The versatility of logs allows them to be used across the development life cycle, and to solve various challenges within an organization. Let’s look at three logging use cases from leading organizations at various stages of the product life cycle, and see what we can learn from them.
Transferwise is an online payments platform for transferring money across countries easily, and their app runs across multiple platforms. One of the challenges they face with their mobile app is analyzing crashes. It’s particularly difficult to reproduce crashes with mobile as there are many more possible issues - device-specific features, carrier network, memory issues, battery drain, interference from other apps, and many more. A stack trace doesn’t have enough information to troubleshoot the issue. To deal with this, Transferwise uses logs to better understand crashes. They attach a few lines of logs to a crash report which gives them vital information on the crash. To implement this, they use the open source tool CocoaLumberjack. It transmits crash logs to external loggers where they can be analyzed further. It enables Transferwise to print a log message to the console. You can save the log messages to the cloud or include them in a user-generated bug report. As soon as the report is sent, the user is notified that Transferwise is already working on fixing the issue. This is much better than being unaware of the crash, or ignoring it because they can’t find the root cause. You should ensure to exclude sensitive data in the log messages. To have more control over how log messages are reported and classified, Transferwise uses a logging policy. They classify logs into 5 categories - error, warning, info, debug, and verbose - each has a different priority level, and are reported differently. While CocoaLumberjack works only on Mac and iOS, you can find a similar tool like Timber or Hugo for Android. But the key point of this case study is that logging can give you additional insight into crashes especially in challenging environments like mobile platforms. It takes a few unique tools and some processes and policies in place to ensure the solution is safe enough to handle sensitive data, but the value is in increased visibility into application performance, and how you can use it to improve user experience. [Read more here.]

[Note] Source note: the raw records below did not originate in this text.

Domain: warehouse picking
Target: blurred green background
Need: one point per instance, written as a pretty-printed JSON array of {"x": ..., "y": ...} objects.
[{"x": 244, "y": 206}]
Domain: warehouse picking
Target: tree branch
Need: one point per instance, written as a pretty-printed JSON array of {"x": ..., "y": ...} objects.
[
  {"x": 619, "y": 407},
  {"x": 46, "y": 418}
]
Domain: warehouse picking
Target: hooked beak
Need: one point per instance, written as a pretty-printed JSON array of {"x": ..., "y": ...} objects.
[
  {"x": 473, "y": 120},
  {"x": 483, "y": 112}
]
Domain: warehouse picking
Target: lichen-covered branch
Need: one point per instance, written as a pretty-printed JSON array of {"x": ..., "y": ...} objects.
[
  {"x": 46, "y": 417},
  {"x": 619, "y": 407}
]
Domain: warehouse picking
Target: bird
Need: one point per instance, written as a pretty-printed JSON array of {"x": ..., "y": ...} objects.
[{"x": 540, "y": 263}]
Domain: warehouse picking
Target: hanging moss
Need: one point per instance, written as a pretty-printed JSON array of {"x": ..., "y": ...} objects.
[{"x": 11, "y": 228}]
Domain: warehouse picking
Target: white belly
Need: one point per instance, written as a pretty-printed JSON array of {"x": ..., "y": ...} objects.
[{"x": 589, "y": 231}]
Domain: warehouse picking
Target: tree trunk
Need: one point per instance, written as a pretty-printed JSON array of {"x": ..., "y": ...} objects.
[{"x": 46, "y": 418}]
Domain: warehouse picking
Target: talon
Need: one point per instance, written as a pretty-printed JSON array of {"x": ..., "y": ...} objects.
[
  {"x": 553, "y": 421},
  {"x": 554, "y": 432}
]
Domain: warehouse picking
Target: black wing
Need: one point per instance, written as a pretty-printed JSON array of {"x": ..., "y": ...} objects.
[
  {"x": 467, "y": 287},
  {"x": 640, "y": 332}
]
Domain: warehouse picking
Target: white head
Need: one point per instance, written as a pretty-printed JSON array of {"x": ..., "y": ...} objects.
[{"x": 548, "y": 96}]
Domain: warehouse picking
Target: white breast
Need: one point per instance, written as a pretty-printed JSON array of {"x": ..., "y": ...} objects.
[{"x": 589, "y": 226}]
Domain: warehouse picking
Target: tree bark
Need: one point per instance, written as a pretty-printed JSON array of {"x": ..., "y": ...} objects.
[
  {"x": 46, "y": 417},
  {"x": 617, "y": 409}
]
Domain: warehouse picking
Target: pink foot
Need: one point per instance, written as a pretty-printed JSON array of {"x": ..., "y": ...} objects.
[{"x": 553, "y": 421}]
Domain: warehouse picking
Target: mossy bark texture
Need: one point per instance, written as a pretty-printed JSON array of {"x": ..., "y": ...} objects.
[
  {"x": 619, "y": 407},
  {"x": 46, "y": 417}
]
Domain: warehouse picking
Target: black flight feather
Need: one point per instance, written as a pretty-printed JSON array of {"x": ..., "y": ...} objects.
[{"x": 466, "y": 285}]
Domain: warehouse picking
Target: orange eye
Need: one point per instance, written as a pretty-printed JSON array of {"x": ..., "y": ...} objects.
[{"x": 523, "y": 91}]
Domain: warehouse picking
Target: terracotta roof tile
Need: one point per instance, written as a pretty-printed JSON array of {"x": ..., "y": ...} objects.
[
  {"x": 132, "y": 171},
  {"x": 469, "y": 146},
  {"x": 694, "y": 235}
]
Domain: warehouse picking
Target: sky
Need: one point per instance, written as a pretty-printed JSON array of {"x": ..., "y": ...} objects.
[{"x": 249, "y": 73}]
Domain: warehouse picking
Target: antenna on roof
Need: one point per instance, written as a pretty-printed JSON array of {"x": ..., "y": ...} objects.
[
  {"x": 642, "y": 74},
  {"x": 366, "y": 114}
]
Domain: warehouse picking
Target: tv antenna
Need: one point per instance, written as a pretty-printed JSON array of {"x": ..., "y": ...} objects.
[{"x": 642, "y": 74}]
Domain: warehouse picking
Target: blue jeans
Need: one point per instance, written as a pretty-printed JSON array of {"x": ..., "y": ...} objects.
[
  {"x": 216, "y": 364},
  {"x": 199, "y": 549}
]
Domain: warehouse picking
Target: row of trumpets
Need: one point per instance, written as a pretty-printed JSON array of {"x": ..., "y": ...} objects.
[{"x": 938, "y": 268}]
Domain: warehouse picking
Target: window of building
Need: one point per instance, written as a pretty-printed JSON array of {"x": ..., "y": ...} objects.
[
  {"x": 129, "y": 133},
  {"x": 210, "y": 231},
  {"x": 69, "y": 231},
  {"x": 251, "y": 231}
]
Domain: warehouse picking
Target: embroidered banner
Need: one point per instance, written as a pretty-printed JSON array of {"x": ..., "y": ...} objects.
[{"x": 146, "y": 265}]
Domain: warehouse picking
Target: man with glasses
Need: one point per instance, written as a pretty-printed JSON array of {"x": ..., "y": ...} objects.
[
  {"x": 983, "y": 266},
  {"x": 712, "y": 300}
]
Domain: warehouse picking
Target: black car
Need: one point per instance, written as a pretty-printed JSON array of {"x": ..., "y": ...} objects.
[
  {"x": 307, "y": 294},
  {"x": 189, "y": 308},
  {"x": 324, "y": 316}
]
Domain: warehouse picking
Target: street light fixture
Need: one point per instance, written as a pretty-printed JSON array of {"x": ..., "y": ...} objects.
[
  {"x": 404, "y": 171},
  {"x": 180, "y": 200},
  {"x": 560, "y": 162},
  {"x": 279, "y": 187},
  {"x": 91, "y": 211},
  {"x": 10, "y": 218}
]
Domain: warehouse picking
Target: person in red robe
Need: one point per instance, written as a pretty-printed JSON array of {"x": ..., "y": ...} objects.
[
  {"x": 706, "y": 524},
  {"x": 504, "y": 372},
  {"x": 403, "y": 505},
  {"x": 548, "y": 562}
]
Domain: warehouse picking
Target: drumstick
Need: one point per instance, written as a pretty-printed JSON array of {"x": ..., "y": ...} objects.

Wealthfront is a wealth management solution that uses data analytics to help its users invest wisely and earn more over the long term. Though the Wealthfront web app is the primary interface for a user to make transactions, their mobile app is more actively engaged with and is an important part of the solution. Wealthfront is a big believer in A/B testing to improve the UI of their applications. While they have a mature A/B testing process setup for the web app, they didn’t have an equivalent for their mobile apps. As a result they just applied the same learnings across both web and mobile. This is not the best strategy, as mobile users are different from web users, and the same results won’t work across both platforms. They needed to setup an A/B testing process for their mobile apps too. For inspiration, they looked to Facebook who had setup something similar for their mobile apps with Airlock - a framework for A/B testing on mobile. Wealthfront focussed their efforts on four fronts - backend infrastructure, API design, the mobile client, and experiment analysis. They found logs essential for the fourth part - experiment analysis. This is because logs are a much more accurate representation of the performance and results of an experiment than relying on a backend database. With mobile, the backend infrastructure is very loosely coupled with the frontend client and reporting can be inaccurate if you rely on backend numbers. With logs, however, you can gain visibility into user actions, and each step of a process as it executes. One reason why logging is more accurate is that the logging is coded along with the experiment. Thus, logging brings you deeper visibility into A/B testing and enables you to provide a better user experience. This is what companies like Facebook and Wealthfront have realized, and it can work for you too.[Read more here.]
At Twitter where they run distributed systems to manage data at very large scale, they use high-performance replicated logs to solve various challenges brought on by distributed architectures. Leigh Stewart of Twitter comments that “Logs are a building block of distributed systems and once you understand the basic pattern you start to see applications for them everywhere.”To implement this replicated log service they use two tools. The first is the open source Apache BookKeeper which is a low-level log storage tool. They chose BookKeeper for its low latency and high durability even under peak traffic. Second, they built a tool called DistributedLog to provide higher level features on top of BookKeeper. These features include naming and metadata for log streams, data segmentation policies like log retention and segmentation. Using this combination, they were able to achieve write latencies of 10ms, and not exceeding 20ms even at the slowest write speed. This is very efficient, and is possible because of using the right open source, and proprietary tools in combination with each other. [Read more here.]As the above examples show, logs play a vital role in various situations across multiple teams and processes. They can be used to make apps more reliable by reducing crashes, improve the user interface using A/B tests, and enforce better safety policies on end users. As you look to improve your applications in these areas, the way these organizations have made use of logs is worth taking note of and implementing in a way that’s specific to your organization. You also need a capable log analysis platform like LogDNA to collect, process and present your log data in a way that’s usable and actionable. Working with log data is challenging, but with the right goals, the right approach, and the right tools, you can gain a lot of value from log data to improve various aspects of your application’s performance.